Park the car with the front tires on two pieces of cardboard (each) to limit the turning forces.

I wouldn’t sweat it for the duration of demo or until you (quickly) got bored with it. You do the same everyday you parallel park a car.

Dry steering will also damage your concrete or pavement. Should probably jack your car up while doing this or turn up the sensitivity so very small inputs translate to larger turns
It will damage your tires more than the concrete.
Concrete, yes. On the other hand, a hot residential asphalt driveway can be boogered up pretty easily.
Or just on jack stands
Worry about your tyres.
The amount of force you're putting into the system, regardless of if the engine is running (and therefore the power steering pump is pumping) or not, is a fraction of the forces the system handles constantly while going around a corner at 60 mph or hitting a pot hole.

It's perfectly fine.

For steering you're exactly wrong. Drive an old car without power steering, on the highway you'll barely notice, but you'll be using all your might to park. It's much easier to steer a rolling tire.
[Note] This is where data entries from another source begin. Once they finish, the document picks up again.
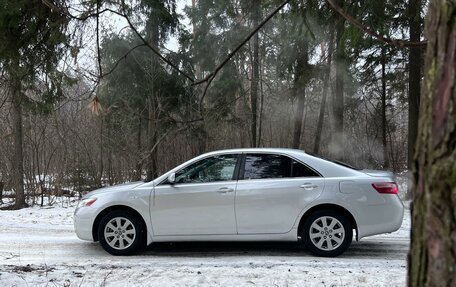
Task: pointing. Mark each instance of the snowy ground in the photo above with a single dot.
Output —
(39, 248)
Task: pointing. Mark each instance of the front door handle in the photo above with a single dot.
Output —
(308, 186)
(225, 190)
Power steering systems create heat and rely on airflow for cooling...so prolonged steering back and forth in a parking space is a worst case scenario for the system.
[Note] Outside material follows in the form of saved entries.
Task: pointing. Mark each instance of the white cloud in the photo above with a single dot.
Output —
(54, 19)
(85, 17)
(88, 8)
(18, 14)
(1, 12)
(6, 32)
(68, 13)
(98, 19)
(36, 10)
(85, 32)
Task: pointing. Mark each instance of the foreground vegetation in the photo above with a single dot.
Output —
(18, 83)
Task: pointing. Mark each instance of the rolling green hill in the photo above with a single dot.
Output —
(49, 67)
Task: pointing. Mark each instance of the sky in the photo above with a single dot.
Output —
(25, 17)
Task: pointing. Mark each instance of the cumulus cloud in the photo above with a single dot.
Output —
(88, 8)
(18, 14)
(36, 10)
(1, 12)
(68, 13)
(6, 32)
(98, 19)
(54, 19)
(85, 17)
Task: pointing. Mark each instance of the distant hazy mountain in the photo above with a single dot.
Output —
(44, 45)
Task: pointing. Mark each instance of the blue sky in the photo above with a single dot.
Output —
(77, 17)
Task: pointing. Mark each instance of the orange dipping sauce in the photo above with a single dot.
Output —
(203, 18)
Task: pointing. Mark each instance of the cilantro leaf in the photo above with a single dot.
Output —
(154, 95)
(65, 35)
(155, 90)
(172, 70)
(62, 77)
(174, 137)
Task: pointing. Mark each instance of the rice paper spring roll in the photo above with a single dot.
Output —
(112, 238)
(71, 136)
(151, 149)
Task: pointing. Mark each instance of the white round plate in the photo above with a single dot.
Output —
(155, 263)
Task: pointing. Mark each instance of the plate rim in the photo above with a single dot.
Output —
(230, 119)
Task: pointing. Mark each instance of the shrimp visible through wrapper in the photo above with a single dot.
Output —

> For steering you're exactly wrong. Drive an old car without power steering, on the highway you'll barely notice, but you'll be using all your might to park. It's much easier to steer a rolling tire.

So you're talking about the force the human has to use to turn the steering wheel. In a car with power steering, the human doesn't have to do much, because the pump effectively amplifies the force and exerts it on the tie rods, steering, etc. etc.

Either way, the forces on the steering components are the same, and they're not a problem.

> Power steering systems create heat and rely on airflow for cooling...so prolonged steering back and forth in a parking space is a worst case scenario for the system.

I assume you mean while the engine is idling.. in which case the main cooling fan will kick on when the temp of any component requires it, so it's perfectly fine.

I'm no expert, but what you're saying goes against everything I've ever heard, including from a driving instructor and senior engineer at Ford. The internet also seems to disagree with you.

https://www.eptyres.com/news/details/why-dry-steering-is-bad...

https://engineering.stackexchange.com/questions/16575/dry-st...

Doesn't matter if the engine is running. It only matters whether you're in motion or not. The engine running just enables power steering but the strain on the steering system and the tires are the same.
Thanks! I’ll chill out about avoiding it then. What you say makes complete sense.
Won’t damage tie rods or anything mechanical. May shorten life of tyres.
I... don't think you ever driven anything without power steering.